Media & Culture

Subquadratic claims to break LLM scaling limits! 1000x less costs

Ex-DeepMind and Meta engineers say their model handles 12M tokens at 52x efficiency.

Deep Dive

Subquadratic, a startup founded by former DeepMind and Meta engineers, has announced a new LLM architecture it claims shatters current scaling limits. The company asserts its model achieves linear computational scaling — meaning doubling input data only doubles processing requirements — a stark contrast to the exponential cost growth of traditional transformers. Subquadratic reports a 12-million-token context window and a 52x efficiency gain at the 1-million-token scale compared to standard architectures. If validated, this would allow models to natively process entire datasets without retrieval-augmented generation (RAG) or vector databases, drastically simplifying AI pipelines and reducing costs by up to 1,000x.
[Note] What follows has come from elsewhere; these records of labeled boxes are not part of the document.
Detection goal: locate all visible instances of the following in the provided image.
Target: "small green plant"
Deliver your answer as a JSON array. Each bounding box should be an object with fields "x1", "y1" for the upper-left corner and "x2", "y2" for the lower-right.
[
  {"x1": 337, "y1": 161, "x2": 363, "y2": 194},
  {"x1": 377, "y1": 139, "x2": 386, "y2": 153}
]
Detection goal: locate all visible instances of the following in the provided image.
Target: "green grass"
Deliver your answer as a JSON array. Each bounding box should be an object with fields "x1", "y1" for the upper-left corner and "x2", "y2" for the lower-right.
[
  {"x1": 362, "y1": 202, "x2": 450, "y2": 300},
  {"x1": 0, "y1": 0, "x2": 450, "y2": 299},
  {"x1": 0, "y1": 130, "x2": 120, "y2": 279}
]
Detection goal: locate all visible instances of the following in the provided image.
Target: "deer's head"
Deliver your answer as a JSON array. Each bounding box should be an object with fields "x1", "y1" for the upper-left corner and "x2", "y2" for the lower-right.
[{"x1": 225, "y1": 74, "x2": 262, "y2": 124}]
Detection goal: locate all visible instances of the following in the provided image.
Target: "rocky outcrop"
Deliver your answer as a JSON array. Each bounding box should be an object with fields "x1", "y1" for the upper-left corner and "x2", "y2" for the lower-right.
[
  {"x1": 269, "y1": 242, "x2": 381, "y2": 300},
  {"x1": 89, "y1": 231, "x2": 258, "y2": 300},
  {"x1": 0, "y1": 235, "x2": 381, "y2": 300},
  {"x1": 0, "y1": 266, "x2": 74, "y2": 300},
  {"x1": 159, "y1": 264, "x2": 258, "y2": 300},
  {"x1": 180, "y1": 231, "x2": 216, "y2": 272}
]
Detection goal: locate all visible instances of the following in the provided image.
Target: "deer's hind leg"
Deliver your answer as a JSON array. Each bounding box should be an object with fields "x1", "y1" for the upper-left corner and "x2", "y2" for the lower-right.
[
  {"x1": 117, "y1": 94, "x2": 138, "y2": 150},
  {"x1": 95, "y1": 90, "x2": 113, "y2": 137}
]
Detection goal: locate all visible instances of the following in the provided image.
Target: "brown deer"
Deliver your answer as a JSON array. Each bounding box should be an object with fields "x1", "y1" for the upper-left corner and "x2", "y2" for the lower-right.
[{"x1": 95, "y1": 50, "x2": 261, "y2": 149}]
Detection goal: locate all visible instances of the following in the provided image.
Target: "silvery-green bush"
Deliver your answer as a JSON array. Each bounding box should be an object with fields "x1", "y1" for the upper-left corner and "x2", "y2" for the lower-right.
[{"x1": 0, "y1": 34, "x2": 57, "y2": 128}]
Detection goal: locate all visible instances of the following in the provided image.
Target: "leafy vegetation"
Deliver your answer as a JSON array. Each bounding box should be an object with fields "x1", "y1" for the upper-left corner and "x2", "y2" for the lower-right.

The bold claims are met with significant skepticism from the scientific community. Critics point to the lack of independent peer review, the closed-source nature of the model, and unresolved fundamental issues — notably the theoretical trade-off between simple data retrieval and complex global reasoning, and the physical memory bandwidth bottlenecks that software alone cannot circumvent. Despite these concerns, Subquadratic has already secured $29 million in seed funding from investors including Vision Fund, Tinder co-founder, and early backers of OpenAI and Anthropic, pushing its valuation to $500 million. Whether this is a genuine architectural leap or a heavily optimized hybrid approach with hidden accuracy losses remains to be seen.

Key Points
  • Subquadratic claims linear scaling: doubling input doubles compute, versus exponential cost in standard transformers.
  • Reports 52x efficiency gain at 1M tokens and 12M context window, potentially eliminating need for RAG pipelines.
  • Raised $29M seed at $500M valuation; faces skepticism over lack of peer review and hardware bandwidth limits.

Why It Matters

If validated, Subquadratic could slash LLM costs 1,000x and render RAG obsolete, reshaping AI infrastructure.